Prabhakar Shyam, Poulin Francis, Shoukry Malak, Afzal Veena, Rubin Edward M, Couronne Olivier, Pennacchio Len A
Genomics Division, Lawrence Berkeley National Laboratory, Berkeley, California 94720, USA.
Genome Res. 2006 Jul;16(7):855-63. doi: 10.1101/gr.4717506. Epub 2006 Jun 12.
Cross-species DNA sequence comparison is the primary method used to identify functional noncoding elements in human and other large genomes. However, little is known about the relative merits of evolutionarily close and distant sequence comparisons. To address this problem, we identified evolutionarily conserved noncoding regions in primate, mammalian, and more distant comparisons using a uniform approach (Gumby) that facilitates unbiased assessment of the impact of evolutionary distance on predictive power. We benchmarked computational predictions against previously identified cis-regulatory elements at diverse genomic loci and also tested numerous extremely conserved human-rodent sequences for transcriptional enhancer activity using an in vivo enhancer assay in transgenic mice.
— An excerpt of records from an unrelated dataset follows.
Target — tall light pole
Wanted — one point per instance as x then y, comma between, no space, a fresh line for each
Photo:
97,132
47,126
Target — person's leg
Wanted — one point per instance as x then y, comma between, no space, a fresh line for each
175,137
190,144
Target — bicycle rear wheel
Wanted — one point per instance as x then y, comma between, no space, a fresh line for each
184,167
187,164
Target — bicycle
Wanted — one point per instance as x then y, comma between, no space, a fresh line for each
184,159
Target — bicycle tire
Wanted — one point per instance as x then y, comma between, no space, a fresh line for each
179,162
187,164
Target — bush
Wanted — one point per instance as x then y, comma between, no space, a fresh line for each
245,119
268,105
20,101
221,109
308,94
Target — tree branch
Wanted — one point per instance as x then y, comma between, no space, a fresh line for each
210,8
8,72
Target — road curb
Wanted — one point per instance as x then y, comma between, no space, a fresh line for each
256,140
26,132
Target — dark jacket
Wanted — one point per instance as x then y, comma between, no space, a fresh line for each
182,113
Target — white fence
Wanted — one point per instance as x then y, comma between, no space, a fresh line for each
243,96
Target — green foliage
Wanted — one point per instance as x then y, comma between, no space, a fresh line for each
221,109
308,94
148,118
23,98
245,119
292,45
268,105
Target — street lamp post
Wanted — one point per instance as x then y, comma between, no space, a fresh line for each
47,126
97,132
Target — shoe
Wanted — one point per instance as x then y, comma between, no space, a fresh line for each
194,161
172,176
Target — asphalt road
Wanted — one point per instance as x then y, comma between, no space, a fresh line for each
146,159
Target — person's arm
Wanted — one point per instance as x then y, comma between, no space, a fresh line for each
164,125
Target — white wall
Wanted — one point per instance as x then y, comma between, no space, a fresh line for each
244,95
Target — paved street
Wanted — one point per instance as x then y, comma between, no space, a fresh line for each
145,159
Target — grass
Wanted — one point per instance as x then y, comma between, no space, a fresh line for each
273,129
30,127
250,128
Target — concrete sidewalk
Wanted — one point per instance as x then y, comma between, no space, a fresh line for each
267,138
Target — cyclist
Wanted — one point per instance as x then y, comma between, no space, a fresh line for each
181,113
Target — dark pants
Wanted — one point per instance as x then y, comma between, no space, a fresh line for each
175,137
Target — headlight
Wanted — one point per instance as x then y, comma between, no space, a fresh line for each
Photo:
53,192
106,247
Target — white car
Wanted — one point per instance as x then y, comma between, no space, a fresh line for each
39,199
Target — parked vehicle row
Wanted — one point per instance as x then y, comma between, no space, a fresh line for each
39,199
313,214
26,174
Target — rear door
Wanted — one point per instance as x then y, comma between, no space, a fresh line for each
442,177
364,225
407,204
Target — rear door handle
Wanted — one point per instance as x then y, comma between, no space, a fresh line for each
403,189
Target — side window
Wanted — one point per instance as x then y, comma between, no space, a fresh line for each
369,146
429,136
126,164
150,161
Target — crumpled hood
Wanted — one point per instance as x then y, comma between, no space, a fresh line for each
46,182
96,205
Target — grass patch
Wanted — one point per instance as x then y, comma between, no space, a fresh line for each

Human regulatory elements were identified with acceptable sensitivity (53%-80%) and true-positive rate (27%-67%) by comparison with one to five other eutherian mammals or six other simian primates. More distant comparisons (marsupial, avian, amphibian, and fish) failed to identify many of the empirically defined functional noncoding elements. Our results highlight the practical utility of close sequence comparisons, and the loss of sensitivity entailed by more distant comparisons. We derived an intuitive relationship between ancient and recent noncoding sequence conservation from whole-genome comparative analysis that explains most of the observations from empirical benchmarking. Lastly, we determined that, in addition to strength of conservation, genomic location and/or density of surrounding conserved elements must also be considered in selecting candidate enhancers for in vivo testing at embryonic time points.
跨物种DNA序列比较是用于识别人类和其他大型基因组中功能性非编码元件的主要方法。然而,对于进化上相近和较远的序列比较的相对优点,我们知之甚少。为了解决这个问题,我们使用一种统一的方法(Gumby)在灵长类、哺乳类以及更远的比较中识别进化上保守的非编码区域,这种方法有助于公正地评估进化距离对预测能力的影响。我们将计算预测结果与之前在不同基因组位点鉴定出的顺式调控元件进行了基准测试,还使用转基因小鼠体内增强子检测法测试了众多高度保守的人类-啮齿动物序列的转录增强子活性。通过与一至五种其他真兽类哺乳动物或六种其他猿猴灵长类动物进行比较,人类调控元件得以以可接受的灵敏度(53%-80%)和真阳性率(27%-67%)被识别出来。更远的比较(有袋类、鸟类、两栖类和鱼类)未能识别出许多经实验确定的功能性非编码元件。我们的结果突出了相近序列比较的实际效用,以及更远比较所带来的灵敏度损失。我们从全基因组比较分析中得出了古老和近期非编码序列保守性之间的直观关系,这解释了实证基准测试中的大部分观察结果。最后,我们确定,除了保守性强度外,在选择用于胚胎时间点体内测试的候选增强子时,还必须考虑基因组位置和/或周围保守元件的密度。